Their strong performance came as spot gold rallied, hitting a one-year high of US$1,263.48 per ounce on February 11, up 18 per cent for the year. That was a record 44 times the price of oil, according to Deutsche Bank. Bullion brokers GoldCore declared a bull market, and Nomura analysts said US$1,300 was on the cards.

However, the rally retreated this week after the stock market bounced back – minimising the appeal of gold as the traditional safe bet amid a slumping market.

Goldman Sachs released a report on Tuesday saying last week’s rally wasn’t justified. After that, gold dropped 1.5 per cent to US$1,191.02 an ounce on Tuesday before bouncing back to US$1,207.95 at noon Wednesday in Hong Kong. Even with the retreat this week, gold is still up 13 per cent this year and has risen about 7 per cent this month alone.

By contrast, the MSCI World equities index is down 10 per cent year-to-date, while US crude oil has plunged 20 per cent. Fears of a global recession are rising as the global growth outlook deteriorates.

“The market is in full ‘capital preservation’ mode and gold is regaining its appeal as investors shun all but the safest asset classes,” said Simon Colvin, a research analyst at Markit.

The pick-up in gold price and demand, combined with the idea that the commodity may be recession-proof, is a boon for precious metals producers which have struggled for profitability in recent times.

“As gold prices trended lower post-2013, gold miners have focused on cost efficiency and capex cuts to maintain margins and service debt,” Nomura analysts wrote last month. “To achieve a lower cost profile, many gold miners have opted to mine higher grade reserves at the expense of shortening average reserve life of the industry.”

Being a long-term business – it can take over a decade to develop a mine to production – it isn’t easy for mining companies to respond to immediate market conditions. But prolonged high prices would provide welcome breathing space.

The market is in full ‘capital preservation’ mode and gold is regaining its appeal as investors shun all but the safest asset classes
Simon Colvin, Markit

Gold’s lustre could be further enhanced by moves to mitigate the downturn, like US dollar devaluation or the scaling back of planned interest rate rises by the US Federal Open Market Committee, according to JP Morgan senior analyst Marko Kolanovic.

“In an unlikely tail scenario that we see as a temporary loss of confidence in central banks, gold would likely benefit as well,” Kolanovic wrote last week.

While the past 12 months have seen dramatic swings in investor preference, China’s lust for gold has been consistent and increasingly evident over the past five years.

Around 3,000 tons of gold were mined worldwide in 2015. Export data shows around 1,000 tons entered China via Hong Kong, while most of the 500 tons mined domestically stayed in the country.
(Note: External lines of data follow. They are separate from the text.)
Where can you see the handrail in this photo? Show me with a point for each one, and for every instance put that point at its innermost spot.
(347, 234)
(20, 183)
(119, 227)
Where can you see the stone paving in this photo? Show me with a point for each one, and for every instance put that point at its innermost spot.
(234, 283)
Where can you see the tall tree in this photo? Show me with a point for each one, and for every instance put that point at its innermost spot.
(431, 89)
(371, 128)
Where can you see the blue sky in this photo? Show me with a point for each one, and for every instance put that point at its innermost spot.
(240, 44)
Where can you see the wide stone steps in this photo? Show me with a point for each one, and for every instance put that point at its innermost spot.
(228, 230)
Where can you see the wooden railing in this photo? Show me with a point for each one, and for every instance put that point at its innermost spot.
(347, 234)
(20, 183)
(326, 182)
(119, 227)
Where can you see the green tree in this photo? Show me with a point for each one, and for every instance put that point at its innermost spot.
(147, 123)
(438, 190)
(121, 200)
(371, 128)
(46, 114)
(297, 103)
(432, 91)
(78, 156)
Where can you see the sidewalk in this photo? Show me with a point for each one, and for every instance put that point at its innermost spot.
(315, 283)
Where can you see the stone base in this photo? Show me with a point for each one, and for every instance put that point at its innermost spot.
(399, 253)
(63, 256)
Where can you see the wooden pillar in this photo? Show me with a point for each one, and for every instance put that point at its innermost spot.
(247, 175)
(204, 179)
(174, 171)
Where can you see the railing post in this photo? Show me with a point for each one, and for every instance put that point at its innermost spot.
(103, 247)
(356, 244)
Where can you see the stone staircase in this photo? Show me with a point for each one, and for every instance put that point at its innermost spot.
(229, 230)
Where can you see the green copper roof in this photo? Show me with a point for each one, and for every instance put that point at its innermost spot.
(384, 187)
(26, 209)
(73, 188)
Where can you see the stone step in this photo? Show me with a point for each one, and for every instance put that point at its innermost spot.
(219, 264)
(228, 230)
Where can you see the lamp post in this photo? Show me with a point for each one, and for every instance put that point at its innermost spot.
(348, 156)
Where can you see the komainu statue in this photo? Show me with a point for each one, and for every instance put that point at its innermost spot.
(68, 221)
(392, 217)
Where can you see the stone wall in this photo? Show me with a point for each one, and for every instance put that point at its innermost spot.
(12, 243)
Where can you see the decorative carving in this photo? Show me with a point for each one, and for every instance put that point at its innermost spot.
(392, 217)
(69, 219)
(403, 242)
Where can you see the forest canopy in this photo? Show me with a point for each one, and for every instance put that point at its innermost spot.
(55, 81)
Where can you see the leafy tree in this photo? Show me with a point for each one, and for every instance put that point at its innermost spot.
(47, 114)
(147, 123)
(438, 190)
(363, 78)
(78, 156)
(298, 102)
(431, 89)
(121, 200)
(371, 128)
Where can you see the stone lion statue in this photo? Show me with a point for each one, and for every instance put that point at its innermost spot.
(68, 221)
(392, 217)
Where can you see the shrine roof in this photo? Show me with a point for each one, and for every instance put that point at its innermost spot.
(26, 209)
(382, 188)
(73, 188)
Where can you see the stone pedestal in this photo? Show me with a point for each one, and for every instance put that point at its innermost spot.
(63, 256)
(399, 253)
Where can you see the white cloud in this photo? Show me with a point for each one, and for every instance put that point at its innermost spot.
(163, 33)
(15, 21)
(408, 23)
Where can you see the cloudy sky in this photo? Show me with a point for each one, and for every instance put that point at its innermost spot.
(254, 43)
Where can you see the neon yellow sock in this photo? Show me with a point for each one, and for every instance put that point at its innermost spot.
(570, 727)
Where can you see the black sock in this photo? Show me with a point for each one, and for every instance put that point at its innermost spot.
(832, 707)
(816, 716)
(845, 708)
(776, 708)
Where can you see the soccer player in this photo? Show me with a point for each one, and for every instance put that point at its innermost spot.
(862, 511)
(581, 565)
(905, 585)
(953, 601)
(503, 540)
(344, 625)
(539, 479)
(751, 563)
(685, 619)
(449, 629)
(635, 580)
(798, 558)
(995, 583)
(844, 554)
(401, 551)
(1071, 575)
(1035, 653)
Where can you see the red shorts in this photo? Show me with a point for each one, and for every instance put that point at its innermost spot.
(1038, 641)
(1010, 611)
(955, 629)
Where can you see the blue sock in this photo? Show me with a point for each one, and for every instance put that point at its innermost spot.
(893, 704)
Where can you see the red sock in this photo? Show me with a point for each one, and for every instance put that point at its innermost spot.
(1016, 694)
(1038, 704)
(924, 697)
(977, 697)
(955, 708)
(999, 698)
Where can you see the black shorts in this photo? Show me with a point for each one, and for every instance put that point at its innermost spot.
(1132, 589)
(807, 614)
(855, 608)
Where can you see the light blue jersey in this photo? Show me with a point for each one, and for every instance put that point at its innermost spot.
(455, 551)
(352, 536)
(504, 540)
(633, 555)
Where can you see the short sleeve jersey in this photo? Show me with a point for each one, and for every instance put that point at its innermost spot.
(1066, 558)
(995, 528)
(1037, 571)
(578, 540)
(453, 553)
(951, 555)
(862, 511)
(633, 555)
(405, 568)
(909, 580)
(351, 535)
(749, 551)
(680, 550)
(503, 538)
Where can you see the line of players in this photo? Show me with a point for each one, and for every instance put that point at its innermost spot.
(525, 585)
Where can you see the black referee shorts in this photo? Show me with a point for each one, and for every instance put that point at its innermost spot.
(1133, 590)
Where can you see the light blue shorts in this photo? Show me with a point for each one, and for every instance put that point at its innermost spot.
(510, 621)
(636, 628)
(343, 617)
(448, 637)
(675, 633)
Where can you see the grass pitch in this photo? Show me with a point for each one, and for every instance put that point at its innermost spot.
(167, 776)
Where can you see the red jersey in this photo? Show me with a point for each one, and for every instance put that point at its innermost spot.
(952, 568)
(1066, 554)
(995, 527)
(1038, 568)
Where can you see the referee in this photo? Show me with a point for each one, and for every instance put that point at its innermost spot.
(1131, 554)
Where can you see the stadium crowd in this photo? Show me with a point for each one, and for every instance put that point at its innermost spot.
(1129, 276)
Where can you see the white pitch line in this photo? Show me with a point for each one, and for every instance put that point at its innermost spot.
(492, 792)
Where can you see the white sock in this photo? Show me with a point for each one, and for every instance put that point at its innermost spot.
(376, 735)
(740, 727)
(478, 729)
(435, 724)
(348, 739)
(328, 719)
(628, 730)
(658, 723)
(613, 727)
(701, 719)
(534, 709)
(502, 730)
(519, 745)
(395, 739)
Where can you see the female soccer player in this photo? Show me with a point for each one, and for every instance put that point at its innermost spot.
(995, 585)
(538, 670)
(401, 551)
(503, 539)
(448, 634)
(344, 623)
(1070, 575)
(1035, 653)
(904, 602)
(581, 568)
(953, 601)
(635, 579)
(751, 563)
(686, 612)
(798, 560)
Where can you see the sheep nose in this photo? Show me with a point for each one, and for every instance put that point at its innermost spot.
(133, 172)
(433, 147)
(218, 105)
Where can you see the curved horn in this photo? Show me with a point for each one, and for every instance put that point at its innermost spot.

“China has evolved from being a non-existent global gold buyer to importing the equivalent of 40 per cent of the gold unearthed last year,” John LaForge, co-head of real asset strategy at Wells Fargo, wrote in a note last week.

Since a ban on private ownership of bullion was lifted in 2004, consumer demand has grown, generally peaking around Lunar New Year.

“Now that gold can be bought, we are beginning to see the impact in the consumption data – and it is big,” LaForge wrote.

But analysts agree retail sales figures don’t yet show a consumer gold rush motivated by currency hedging – although extended yuan devaluation and a rising consumer economy could generate that scenario.

For now, the Chinese government is the big buyer, the World Gold Council data shows. The country’s gold reserves grew at a monthly average of 17 tons through the second half of 2015, despite its foreign exchange reserves shrinking by US$512 billion over the year.

Only Russia has been buying gold faster, both countries seeking to diversify their reserves and reduce their exposure to the US dollar amid global economic uncertainty.

Analysts warn the gold rally may only be a short term phenomena. Goldman Sachs analysts say it will sink as far as US$1,000, while others are hedging on whether the metal is a good bet.

“Gold’s strength is probably going to be relatively short term, but there is an upside risk to gold, if the view that China is going to pull the whole world into recession becomes stronger,” Citigroup metals strategist David Wilson said.